Zientzilaria

Covering the bioinformatics niche and much more

A Script to Simulate DNA Sequence Sets

| Comments

In Beginning Perl for Bioinformatics the chapter that covers simulated mutations on a DNA sequence is quite verbose and the code examples employ some subroutines to do what we have done on the last post. Basically the code example that generates a random DNA sequence is the last one on the chapter, but it was the first one we covered. Also this code example has a twist that our code from the last post does not have, which is it allows you to generate a set of sequences with different length instead of one sequence with fixed length that our script does. So, the script that generates a user defined simulated DNA sequence set is

1
2
3
4
5
6
7
8
9
10
11
12
13
14
15
16
17
18
19
20
21
22
23
24

#!/usr/bin/env python

import random
import sys

def simulate_sequence(length):
    dna = ['A', 'C', 'G', 'T']
    sequence = ''
    for i in range(length):
        sequence += random.choice(dna)
    return sequence

setsize = int(sys.argv[1])
minlength = int(sys.argv[2])
maxlength = int(sys.argv[3])

sequenceset = []
for i in range(setsize):
    rlength = random.randint(minlength, maxlength)
    sequenceset.append(simulate_sequence(rlength))
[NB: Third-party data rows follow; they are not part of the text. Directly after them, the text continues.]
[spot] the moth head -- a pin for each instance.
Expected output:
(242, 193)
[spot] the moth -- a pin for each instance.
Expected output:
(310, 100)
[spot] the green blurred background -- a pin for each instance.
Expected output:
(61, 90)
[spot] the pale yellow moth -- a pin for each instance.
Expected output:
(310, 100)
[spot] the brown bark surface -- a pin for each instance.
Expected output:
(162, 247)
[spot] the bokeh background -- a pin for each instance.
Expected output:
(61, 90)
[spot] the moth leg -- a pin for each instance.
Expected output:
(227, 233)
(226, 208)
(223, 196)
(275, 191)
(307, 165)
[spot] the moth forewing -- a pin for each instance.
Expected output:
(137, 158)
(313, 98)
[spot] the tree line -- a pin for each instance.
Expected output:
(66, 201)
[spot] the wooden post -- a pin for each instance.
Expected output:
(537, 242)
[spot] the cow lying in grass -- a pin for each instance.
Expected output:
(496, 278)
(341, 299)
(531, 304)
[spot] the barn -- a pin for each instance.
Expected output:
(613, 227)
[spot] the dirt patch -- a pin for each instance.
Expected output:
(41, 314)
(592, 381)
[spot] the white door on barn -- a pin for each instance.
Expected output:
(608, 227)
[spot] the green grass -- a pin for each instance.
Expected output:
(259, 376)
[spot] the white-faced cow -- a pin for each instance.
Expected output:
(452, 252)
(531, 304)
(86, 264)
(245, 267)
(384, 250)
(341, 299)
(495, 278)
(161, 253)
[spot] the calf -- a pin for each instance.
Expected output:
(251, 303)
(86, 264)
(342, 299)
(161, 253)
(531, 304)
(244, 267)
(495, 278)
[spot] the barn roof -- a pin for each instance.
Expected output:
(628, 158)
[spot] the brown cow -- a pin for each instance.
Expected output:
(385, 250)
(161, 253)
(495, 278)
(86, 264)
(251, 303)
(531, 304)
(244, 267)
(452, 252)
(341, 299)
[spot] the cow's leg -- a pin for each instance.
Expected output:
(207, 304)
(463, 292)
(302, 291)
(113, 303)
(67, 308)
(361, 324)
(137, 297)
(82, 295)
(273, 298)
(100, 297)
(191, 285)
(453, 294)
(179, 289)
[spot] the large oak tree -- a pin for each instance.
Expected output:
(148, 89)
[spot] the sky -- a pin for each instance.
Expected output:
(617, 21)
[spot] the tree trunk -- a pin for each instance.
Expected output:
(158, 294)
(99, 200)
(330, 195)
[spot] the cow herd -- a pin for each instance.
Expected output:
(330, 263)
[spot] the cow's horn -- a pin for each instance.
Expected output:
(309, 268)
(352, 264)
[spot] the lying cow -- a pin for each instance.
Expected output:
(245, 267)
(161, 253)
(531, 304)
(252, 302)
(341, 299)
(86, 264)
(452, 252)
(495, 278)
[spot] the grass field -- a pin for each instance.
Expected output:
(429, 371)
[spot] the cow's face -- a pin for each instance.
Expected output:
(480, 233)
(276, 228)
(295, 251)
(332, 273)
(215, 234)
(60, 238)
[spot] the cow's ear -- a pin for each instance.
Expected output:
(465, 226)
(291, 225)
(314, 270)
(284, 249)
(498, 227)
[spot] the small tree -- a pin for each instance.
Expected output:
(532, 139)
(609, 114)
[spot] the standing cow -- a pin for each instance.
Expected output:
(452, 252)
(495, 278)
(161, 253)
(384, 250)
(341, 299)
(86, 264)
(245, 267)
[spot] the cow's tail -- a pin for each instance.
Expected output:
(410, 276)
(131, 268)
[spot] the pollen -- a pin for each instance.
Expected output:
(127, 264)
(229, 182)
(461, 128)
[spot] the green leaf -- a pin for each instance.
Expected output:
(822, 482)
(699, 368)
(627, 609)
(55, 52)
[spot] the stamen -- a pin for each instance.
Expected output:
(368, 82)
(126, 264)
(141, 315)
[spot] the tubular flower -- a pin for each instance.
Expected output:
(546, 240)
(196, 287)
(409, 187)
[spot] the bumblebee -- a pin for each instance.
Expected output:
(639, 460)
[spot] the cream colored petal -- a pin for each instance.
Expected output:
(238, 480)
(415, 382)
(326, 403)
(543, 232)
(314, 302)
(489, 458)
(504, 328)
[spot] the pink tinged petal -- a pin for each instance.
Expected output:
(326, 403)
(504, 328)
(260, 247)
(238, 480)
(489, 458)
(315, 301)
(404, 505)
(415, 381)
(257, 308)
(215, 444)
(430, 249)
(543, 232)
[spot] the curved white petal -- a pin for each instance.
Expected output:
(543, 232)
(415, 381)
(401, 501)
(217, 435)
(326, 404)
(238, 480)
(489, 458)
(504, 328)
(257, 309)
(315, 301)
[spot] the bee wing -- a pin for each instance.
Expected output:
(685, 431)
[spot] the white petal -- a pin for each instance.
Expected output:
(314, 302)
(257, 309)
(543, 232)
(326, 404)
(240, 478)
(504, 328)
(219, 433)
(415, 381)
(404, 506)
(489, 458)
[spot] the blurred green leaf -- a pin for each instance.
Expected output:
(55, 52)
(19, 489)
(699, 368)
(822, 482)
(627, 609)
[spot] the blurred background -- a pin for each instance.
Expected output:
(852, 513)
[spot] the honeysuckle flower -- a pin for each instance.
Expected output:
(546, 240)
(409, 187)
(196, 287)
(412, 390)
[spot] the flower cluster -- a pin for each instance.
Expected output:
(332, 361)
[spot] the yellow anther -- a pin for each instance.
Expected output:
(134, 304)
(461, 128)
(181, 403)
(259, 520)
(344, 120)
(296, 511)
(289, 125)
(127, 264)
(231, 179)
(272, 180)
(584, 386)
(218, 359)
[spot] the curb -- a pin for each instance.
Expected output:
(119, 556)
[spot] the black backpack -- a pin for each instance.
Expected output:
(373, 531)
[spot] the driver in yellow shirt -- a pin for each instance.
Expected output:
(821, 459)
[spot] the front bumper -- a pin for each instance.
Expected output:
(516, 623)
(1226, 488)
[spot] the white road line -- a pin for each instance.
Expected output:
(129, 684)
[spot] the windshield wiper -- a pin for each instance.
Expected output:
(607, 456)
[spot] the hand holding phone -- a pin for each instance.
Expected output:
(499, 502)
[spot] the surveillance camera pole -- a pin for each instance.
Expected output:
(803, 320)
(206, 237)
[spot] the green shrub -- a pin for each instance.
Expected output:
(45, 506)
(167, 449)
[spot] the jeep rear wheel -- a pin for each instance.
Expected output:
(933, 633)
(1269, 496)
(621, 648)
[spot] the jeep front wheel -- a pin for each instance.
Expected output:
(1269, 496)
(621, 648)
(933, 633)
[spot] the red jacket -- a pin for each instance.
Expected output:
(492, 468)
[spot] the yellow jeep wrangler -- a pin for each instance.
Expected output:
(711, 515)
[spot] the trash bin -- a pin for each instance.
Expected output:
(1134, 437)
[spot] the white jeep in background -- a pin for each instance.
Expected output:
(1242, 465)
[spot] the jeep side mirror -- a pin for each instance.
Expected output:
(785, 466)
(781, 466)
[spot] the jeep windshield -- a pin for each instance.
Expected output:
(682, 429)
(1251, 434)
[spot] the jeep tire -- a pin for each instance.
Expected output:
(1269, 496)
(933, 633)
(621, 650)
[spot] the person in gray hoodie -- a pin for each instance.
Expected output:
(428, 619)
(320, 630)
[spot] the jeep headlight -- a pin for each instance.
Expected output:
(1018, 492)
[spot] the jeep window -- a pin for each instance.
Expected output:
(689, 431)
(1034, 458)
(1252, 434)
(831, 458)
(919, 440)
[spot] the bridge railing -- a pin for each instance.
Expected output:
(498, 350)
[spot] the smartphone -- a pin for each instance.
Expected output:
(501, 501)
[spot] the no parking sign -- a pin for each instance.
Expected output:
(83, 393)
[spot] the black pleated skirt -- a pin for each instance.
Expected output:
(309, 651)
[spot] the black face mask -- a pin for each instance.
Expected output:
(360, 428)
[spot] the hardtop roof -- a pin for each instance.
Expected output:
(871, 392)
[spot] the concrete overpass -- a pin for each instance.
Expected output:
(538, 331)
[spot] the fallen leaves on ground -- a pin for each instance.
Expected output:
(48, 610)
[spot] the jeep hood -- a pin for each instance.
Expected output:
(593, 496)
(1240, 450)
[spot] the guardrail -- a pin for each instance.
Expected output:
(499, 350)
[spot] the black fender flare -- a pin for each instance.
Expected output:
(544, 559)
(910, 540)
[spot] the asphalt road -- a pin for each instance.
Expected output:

for sequence in sequenceset:
    print sequence

Simple and efficient. First we define a function that generates a simulated DNA sequence from the four nucleotides, again using the random.choice. The sequence length is based on the parameter received by the function. The sequence length is another random number defined in the main body of the script. This random number is generated by random.randint with a range based on the arguments given by the user when running the script. And finally, the number of sequences to be simulated is define by the first parameter. Seventeen lines. Next we will see how to draw some scientific information about the sequences, such as sequence identity and nucleotide frequency.